WASHINGTON (Reuters) - Secretary of State Condoleezza Rice will visit Turkey next week, the State Department said on Wednesday, in a new diplomatic push to reduce tensions between Turkey and Iraq over Kurdish rebels.

Rice would be in Turkey on November 2-3 for meetings with President Abdullah Gul and Prime Minister Tayyip Erdogan, said State Department spokesman Sean McCormack.

Turkish warplanes and troops attacked Kurdish rebels inside Iraq this week, but Ankara has said it will hold back from any major incursion to give diplomacy a chance.

Rice told U.S. legislators she had appealed for restraint from Turkey but stressed it was Iraq's responsibility to prevent rebels from the PKK, the outlawed Kurdish Workers Party, from using northern Iraq as a springboard for attacks into Turkey.

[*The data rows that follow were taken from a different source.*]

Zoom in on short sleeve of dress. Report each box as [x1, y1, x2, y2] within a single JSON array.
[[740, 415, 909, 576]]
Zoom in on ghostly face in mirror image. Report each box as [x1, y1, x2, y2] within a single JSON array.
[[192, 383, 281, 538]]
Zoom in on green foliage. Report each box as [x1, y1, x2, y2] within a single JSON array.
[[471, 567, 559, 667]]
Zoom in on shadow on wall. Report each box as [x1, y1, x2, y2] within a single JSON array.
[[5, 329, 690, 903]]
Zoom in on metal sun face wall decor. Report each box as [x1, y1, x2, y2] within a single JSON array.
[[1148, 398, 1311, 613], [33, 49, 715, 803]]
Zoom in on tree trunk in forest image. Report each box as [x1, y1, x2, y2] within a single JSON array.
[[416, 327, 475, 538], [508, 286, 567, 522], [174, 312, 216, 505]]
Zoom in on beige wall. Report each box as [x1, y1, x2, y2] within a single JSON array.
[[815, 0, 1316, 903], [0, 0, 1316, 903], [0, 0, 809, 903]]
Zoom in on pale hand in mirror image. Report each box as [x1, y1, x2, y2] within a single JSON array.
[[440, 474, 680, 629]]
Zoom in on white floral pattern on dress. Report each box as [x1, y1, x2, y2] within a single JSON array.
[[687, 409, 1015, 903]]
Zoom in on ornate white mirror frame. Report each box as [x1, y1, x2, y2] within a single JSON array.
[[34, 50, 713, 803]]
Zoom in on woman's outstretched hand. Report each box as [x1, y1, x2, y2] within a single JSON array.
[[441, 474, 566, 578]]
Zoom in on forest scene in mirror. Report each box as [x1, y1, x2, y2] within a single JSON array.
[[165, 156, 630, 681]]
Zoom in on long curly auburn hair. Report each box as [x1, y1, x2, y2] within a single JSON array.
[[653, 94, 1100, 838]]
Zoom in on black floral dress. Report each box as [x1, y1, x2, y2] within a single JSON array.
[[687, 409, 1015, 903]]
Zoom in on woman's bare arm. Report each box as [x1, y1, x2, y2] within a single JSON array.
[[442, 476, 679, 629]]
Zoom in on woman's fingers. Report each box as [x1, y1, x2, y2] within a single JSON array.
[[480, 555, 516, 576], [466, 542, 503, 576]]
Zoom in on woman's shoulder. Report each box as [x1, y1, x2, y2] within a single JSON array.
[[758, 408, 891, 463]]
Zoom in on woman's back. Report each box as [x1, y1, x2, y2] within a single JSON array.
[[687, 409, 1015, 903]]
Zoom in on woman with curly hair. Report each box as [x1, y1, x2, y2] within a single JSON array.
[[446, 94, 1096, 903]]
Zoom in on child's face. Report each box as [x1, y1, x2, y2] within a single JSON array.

"We don't see that any effort across that border by the Turks is going to help with the situation," Rice, who spoke to Erdogan on Sunday, told the House of Representatives Foreign Affairs Committee.

"We have said to the Turks that a major incursion into Iraq is only going to cause further instability. What we have encouraged is joint work (between Turkey and Iraq)," she said.

After her visit to Ankara for meetings with government leaders, Rice is set to travel to Istanbul for a ministerial conference on Iraq, attended by Iraq's neighbors as well as major powers.

Earlier this week, Rice said she hoped Turkey, Iraq and the United States could meet together on the sidelines of that conference to discuss how best to stop Kurdish rebel incursions into Turkey.

After visiting Turkey, Rice then go on to Israel and the Palestinian territories from November 4-6 for talks with their leaders ahead of a U.S.-hosted Middle East conference planned for later this year.

McCormack said she wanted to support talks between both sides to draw up a joint document that could lay the foundation for peace negotiations.

The United States wants the conference, set to take place in Annapolis, Maryland later this year, to kick off negotiations on a future Palestinian state.